Start with a free audit

Before you file anything, find out where you actually stand. Upload your service charge demand, accounts and lease, and our AI checks each charge against the Landlord and Tenant Act 1985, Section 20 consultation rules and the published tribunal record — then gives you an item-by-item breakdown you can build your application and bundle around.

Start my free audit

Frequently asked questions

Do I need a solicitor to go to the First-tier Tribunal?

No. The First-tier Tribunal (Property Chamber) is designed to be used by leaseholders representing themselves. The process is deliberately informal, the panel will not expect legal jargon, and there is no requirement to instruct a solicitor. For complex or high-value cases you may choose professional help, but many leaseholders succeed on their own with a well-organised bundle.

Can I apply to the tribunal if I have already paid the service charge?

Yes.
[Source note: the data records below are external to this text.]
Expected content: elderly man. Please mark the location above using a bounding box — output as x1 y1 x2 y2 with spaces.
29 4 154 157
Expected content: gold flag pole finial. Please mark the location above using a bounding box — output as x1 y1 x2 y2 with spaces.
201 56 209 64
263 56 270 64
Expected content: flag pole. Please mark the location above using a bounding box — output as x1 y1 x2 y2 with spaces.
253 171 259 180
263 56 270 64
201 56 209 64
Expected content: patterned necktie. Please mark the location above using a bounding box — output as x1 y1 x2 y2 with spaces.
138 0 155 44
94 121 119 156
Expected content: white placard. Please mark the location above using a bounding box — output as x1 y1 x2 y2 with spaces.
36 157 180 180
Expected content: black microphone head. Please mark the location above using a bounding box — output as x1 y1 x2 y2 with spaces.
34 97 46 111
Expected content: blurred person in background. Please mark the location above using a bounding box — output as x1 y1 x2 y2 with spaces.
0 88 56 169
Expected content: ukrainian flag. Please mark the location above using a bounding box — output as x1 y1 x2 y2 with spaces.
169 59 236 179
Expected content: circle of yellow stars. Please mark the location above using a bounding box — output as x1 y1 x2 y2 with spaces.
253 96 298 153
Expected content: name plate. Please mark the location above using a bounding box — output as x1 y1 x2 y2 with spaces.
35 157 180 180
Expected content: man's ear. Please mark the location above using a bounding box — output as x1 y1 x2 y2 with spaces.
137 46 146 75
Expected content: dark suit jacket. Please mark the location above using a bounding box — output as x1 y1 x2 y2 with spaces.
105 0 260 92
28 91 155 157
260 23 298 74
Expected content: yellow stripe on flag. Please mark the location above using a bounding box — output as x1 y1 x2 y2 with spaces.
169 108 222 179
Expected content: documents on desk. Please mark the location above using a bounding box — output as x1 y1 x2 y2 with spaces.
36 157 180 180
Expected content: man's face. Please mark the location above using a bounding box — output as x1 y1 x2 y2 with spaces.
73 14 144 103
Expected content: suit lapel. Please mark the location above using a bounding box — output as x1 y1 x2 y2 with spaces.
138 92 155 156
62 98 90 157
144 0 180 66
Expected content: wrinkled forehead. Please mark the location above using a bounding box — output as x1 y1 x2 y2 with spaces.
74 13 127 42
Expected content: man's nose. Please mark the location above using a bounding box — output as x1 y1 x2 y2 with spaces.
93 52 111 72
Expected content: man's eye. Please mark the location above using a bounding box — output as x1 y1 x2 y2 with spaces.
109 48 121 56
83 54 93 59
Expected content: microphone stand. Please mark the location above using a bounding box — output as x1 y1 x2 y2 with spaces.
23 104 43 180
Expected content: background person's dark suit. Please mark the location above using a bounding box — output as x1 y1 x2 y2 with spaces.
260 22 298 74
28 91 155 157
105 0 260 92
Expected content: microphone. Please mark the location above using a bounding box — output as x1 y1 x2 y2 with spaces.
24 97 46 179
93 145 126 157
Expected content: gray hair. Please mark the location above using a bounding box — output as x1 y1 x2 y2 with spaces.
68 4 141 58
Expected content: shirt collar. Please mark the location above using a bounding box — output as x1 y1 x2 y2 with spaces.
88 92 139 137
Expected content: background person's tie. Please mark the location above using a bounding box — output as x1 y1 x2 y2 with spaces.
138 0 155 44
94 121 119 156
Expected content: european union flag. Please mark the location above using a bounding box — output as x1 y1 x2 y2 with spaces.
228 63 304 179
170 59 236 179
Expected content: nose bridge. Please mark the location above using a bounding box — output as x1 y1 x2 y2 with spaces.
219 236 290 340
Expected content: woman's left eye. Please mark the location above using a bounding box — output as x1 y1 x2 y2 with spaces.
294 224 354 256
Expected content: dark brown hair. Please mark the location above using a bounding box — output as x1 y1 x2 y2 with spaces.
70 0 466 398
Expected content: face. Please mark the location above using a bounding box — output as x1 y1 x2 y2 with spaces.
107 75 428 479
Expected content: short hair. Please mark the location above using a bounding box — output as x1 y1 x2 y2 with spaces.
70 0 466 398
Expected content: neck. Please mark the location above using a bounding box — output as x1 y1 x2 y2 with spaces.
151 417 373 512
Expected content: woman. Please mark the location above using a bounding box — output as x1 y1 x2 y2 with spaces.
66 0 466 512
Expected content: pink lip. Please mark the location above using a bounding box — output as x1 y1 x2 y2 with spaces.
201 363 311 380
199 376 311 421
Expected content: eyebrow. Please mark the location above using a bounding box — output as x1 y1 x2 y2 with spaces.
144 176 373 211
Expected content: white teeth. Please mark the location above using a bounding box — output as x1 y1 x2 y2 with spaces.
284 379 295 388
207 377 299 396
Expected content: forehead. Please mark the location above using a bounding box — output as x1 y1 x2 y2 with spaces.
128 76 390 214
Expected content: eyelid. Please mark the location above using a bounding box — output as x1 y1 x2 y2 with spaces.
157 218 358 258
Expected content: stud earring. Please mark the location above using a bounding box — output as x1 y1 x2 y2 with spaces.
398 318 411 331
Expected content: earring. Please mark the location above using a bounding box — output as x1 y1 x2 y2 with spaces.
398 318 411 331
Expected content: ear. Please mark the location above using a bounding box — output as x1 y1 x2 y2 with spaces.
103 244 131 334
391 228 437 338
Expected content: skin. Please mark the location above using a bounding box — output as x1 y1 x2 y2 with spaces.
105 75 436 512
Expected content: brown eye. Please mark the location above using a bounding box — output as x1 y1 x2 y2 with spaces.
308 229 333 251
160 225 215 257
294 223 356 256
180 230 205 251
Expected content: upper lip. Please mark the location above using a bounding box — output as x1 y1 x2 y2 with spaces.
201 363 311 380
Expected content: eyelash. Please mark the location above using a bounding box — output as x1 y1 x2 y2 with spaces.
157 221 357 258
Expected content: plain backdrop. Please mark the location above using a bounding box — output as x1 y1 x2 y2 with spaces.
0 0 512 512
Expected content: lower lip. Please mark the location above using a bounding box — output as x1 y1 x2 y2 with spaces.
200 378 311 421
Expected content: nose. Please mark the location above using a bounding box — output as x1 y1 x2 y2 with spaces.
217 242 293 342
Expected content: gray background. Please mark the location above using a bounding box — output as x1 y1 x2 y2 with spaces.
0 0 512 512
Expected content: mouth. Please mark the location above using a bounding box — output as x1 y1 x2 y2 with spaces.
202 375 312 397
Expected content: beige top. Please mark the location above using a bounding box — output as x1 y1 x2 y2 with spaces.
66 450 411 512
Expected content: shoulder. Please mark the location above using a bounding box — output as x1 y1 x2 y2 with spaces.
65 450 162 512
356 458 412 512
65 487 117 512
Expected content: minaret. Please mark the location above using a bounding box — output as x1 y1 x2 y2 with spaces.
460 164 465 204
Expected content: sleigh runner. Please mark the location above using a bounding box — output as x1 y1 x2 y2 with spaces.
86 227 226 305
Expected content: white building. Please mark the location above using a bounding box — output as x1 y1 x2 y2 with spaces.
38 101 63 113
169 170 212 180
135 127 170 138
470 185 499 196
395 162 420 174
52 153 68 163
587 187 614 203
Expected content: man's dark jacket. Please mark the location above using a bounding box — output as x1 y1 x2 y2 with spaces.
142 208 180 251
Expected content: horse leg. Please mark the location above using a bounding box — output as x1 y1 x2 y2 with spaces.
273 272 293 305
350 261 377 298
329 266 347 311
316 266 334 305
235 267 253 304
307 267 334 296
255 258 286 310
Section 27A(2) of the Landlord and Tenant Act 1985 says an application can be made whether or not any payment has been made, and paying does not count as agreeing the charge. You can ask the tribunal to determine what was properly payable and seek a repayment or credit for anything overpaid.

Will I have to pay the landlord's legal costs if I lose?

In the First-tier Tribunal each side normally bears its own costs, so losing does not usually mean paying the landlord's legal bill directly. The bigger risk is that your lease lets the landlord recharge their costs through the service charge — which is why you should apply for a Section 20C order to prevent that.

Can I appeal if the tribunal decides against me?

You can, but only on a point of law, and you must first get permission — from the First-tier Tribunal itself or, if refused, from the Upper Tribunal (Lands Chamber). An appeal is not a chance to re-argue the facts; it is for cases where the tribunal applied the law wrongly. Most decisions are final in practice.